A religion-derived omnibus category for the world does not, therefore, appear to serve much point.

Hindus have the lowest level of educational attainment in the world, according to a PTI report from Washington, citing an international study of the Pew Research Centre on religion and education. Pew has done some useful poll-based studies, including in this country. The utility of a study naturally depends on studying factors that logically look to be related. It is here that the purpose of this study appears open to question.
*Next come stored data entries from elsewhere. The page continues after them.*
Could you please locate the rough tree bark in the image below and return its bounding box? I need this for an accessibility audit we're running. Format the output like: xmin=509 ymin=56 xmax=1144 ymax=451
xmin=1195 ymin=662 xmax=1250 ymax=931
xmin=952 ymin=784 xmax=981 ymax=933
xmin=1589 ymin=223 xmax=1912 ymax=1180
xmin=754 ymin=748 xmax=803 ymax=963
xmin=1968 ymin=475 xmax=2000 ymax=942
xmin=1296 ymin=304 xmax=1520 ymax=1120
While it would be a perfectly valid argument that the level of economic development of a society (or country) will have a strong bearing on the spread of education (though this may not be the only factor), it is hard to see how a religion correlates with education. Thus, there should be no surprise in the fact that the Christians of Western Europe are likely to demonstrate higher educational attainments than those in Latin America or Africa. Within a country too, the Hindus of Kerala (a populous Indian state with the highest literacy levels in the country for major states) will typically have spent more years at school and college than, say, in Bihar, that lags far behind.
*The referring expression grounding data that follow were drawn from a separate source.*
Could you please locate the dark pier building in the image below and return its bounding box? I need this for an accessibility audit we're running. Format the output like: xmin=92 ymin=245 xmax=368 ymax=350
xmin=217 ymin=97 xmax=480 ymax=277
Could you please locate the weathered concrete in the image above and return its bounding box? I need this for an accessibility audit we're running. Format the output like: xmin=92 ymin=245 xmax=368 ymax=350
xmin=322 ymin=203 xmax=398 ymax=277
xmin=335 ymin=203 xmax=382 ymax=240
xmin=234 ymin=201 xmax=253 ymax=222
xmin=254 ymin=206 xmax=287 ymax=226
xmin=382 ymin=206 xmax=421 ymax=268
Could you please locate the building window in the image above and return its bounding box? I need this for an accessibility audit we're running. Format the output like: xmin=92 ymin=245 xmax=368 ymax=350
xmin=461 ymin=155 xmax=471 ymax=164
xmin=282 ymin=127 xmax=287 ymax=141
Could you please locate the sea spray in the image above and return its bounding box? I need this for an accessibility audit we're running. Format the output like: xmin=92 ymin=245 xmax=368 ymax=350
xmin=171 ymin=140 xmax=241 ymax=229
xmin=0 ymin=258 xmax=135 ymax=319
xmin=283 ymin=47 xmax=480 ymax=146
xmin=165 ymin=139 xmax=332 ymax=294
Extending the argument, it will be reasonable to expect that Hindus (or for that matter Christians or Muslims) in all parts of India will have broadly similar educational levels if they come from broadly similar economic backgrounds.
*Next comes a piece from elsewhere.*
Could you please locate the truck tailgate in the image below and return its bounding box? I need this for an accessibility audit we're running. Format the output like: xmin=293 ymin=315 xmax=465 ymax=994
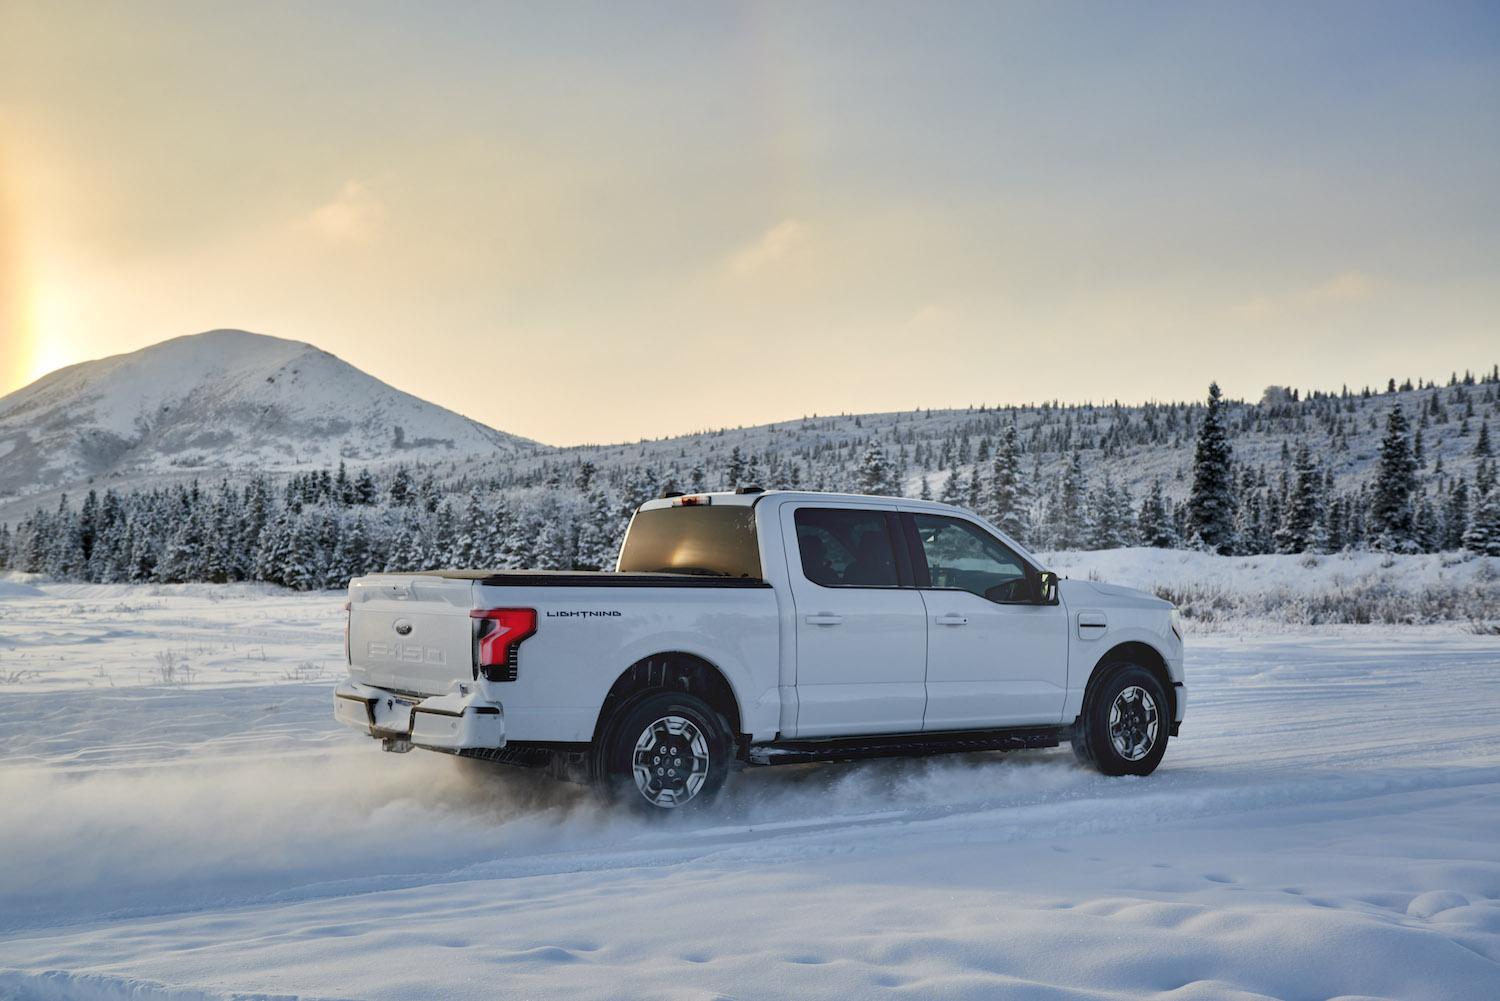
xmin=348 ymin=575 xmax=474 ymax=695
A religion-derived omnibus category for the world does not, therefore, appear to serve much point. Since Hindus live in one of the world’s poorest regions, South Asia (preponderantly India and Nepal), no surprise is caused by the Pew finding that the average Hindu female has only 4.2 years of schooling and the male 6.4 years. This, in fact, broadly tallies with India’s official data on proportions of India’s literate population (about 75 per cent male, against around 53 per cent female) having primary education (uptil Class 5).

For the world’s Muslims, the Pew research shows only a very marginal increase over the result for Hindus. Muslim women have 4.9 years of schooling on average while the case of men is identical with that of Hindus.

The colonial and imperialist bent of mind — and this embraces policymakers and scholars — picked on religion a great deal, as an instrument that was used very consciously, to speak of differences among peoples and to keep them divided and frequently in a state of mutual animus. That mindset simply did not conceive the notion that the colonised people seemed so different from their colonisers for the simple reason that they lacked economic and social status.